SVB's failure was caused by bank regulations (and likely poor risk management, to some degree) that required them to purchase safe assets like government bonds and mortgage-backed securities. These assets are safe in the sense that the principal isn't at risk, but not safe in the sense that they can't decline in value. And they did. Silicon Valley Bank's securities, some of which had a ten year duration, have plunged in value because interest rates have skyrocketed. When rates go up, the value of lower yield instruments falls proportionately because no one wants to buy a low-yield security when they could buy a high-yield security. Rates on bonds have tripled from the pandemic lows. Rising rates caused SVB to lose $1.8 billion USD on a $21 billion sale of securities that they conducted to satisfy withdrawals. The withdrawals occured because of doubts about the bank and a general drawing down of cash deposits/credit lines in the tech industry (which has been hit hard by a drop in investment activity over the last year.)

SVB Should Be Back Soon

Silicon Valley Bank's abrupt closure will probably not be for long. The FDIC (similar to Canada's CDIC) announced they'll reopen on Monday, and they have an orderly plan for dealing with bank failures. So Circle should be able to get at the funds relatively quickly, but even a temporary lack of funds can cause a stablecoin to move far off the 1:1 ratio that custoemrs are looking for.

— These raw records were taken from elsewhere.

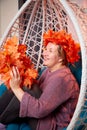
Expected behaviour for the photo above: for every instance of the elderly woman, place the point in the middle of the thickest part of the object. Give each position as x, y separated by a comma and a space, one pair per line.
55, 106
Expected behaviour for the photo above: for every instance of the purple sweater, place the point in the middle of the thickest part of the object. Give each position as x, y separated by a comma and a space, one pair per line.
56, 106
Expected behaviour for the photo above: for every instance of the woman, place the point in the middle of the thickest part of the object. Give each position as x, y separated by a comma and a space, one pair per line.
55, 106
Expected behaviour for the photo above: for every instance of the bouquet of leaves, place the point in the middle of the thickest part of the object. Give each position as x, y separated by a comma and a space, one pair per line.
14, 54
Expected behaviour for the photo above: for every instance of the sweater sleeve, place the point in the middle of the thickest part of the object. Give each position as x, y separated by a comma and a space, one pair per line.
56, 92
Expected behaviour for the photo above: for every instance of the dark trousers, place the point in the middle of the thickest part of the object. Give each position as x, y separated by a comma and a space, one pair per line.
10, 106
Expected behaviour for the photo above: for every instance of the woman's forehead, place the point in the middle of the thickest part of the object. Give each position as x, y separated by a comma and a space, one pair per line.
52, 45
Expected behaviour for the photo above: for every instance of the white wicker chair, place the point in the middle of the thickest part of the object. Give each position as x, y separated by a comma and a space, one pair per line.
37, 16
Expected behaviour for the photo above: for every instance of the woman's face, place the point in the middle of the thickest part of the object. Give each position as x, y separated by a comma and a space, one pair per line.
50, 55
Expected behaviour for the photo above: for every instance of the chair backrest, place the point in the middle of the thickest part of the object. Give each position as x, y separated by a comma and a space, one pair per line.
37, 16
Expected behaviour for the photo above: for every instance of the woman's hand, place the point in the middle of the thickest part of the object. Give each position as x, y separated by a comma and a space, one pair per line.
15, 80
15, 83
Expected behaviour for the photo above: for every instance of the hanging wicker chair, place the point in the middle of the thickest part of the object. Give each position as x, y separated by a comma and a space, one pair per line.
37, 16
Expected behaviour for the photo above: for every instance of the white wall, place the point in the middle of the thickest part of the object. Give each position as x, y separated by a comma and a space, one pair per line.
8, 9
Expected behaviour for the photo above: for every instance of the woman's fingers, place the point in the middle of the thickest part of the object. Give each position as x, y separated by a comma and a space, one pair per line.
15, 72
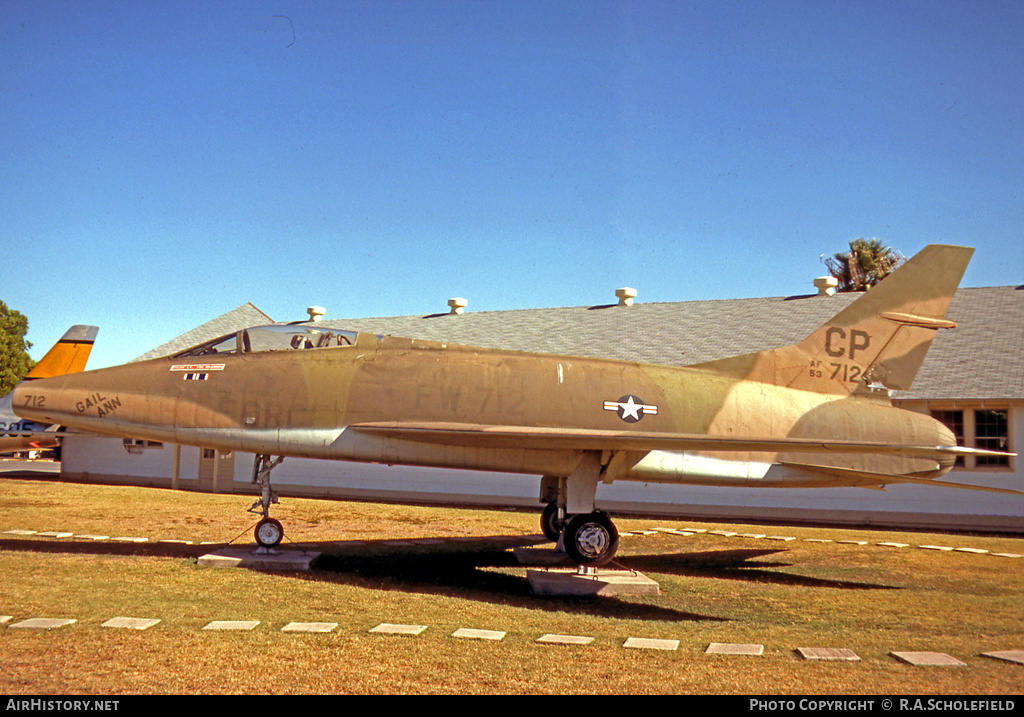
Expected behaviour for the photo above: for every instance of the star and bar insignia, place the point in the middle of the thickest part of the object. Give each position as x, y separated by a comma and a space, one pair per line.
631, 409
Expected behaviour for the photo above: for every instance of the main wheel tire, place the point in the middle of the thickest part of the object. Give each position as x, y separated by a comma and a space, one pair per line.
591, 539
551, 525
269, 533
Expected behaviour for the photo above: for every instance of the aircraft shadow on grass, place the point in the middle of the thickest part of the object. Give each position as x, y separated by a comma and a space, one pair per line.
486, 570
482, 570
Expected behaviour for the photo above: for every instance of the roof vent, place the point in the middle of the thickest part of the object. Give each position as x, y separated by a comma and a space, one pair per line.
826, 286
626, 296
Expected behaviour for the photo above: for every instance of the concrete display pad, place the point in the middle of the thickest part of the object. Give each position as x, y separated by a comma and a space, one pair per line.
835, 654
309, 627
564, 639
260, 560
472, 634
649, 643
733, 648
41, 624
231, 625
392, 629
940, 659
131, 623
569, 582
1010, 656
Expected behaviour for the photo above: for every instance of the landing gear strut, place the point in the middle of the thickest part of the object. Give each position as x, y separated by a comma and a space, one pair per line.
590, 539
588, 536
268, 532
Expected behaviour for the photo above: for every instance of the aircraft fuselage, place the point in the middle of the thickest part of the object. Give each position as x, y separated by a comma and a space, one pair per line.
304, 402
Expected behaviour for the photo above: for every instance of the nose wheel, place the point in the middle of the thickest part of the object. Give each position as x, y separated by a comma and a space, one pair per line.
268, 533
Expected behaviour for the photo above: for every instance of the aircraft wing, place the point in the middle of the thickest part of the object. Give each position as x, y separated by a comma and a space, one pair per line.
29, 440
539, 437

It's unclear what the lesson from this failure is, since SVB was a respected bank until last week. Larger banks might be a better place to put money for stablecoins, so perhaps in the future they'll place with the bigger players, but many of those banks have not been interested in banking stablecoins. Circle's statement about USDC and SVB claims that they moved funds to BNY Mellon, which has around $45 trillion under custody.

Current Price of USDC

As I write this post, USDC is back to $0.964 per token. That's far from the ideal of 1:1, but pretty resilient considering the upheaval of the SVB failure.

How Does USDC Work?

The diagram at the top of this page is my illustration of how USDC works. It's a system that works across multiple blockchains, which essentially provides a stable token that has a value of $1 (ideally). The tokens can be freely moved around the world by anyone, but Circle only provides redemption to certain people/businesses. So long as some people can redeem at 1:1, it's not hard to maintain the $1 price, because it's an obvious arbitrage trade for anyone who can redeem. So it's a quasi-decentralized system in which the vast majority of participants never interact with Circle (or any other company). Users of USDC never interact with the banks that ultimately store the money that's held to support the creation of USDC tokens. Most of the time, this is of no consequence. Undoubtedly this weekend many companies holding large amounts of USDC have been wondering if they might have some sort of claim or means of converting their tokens into dollars directly with Circle, but with the price returning to $1 these questions will likely fade away.

Future Solutions

One solution proposed for this problem is to have a special kind of narrow bank that just simply holds dollars. CBDC dollars could be another solution. But at the moment, banks are the safest place for most people to store money. But they're a little less safe than commonly assumed.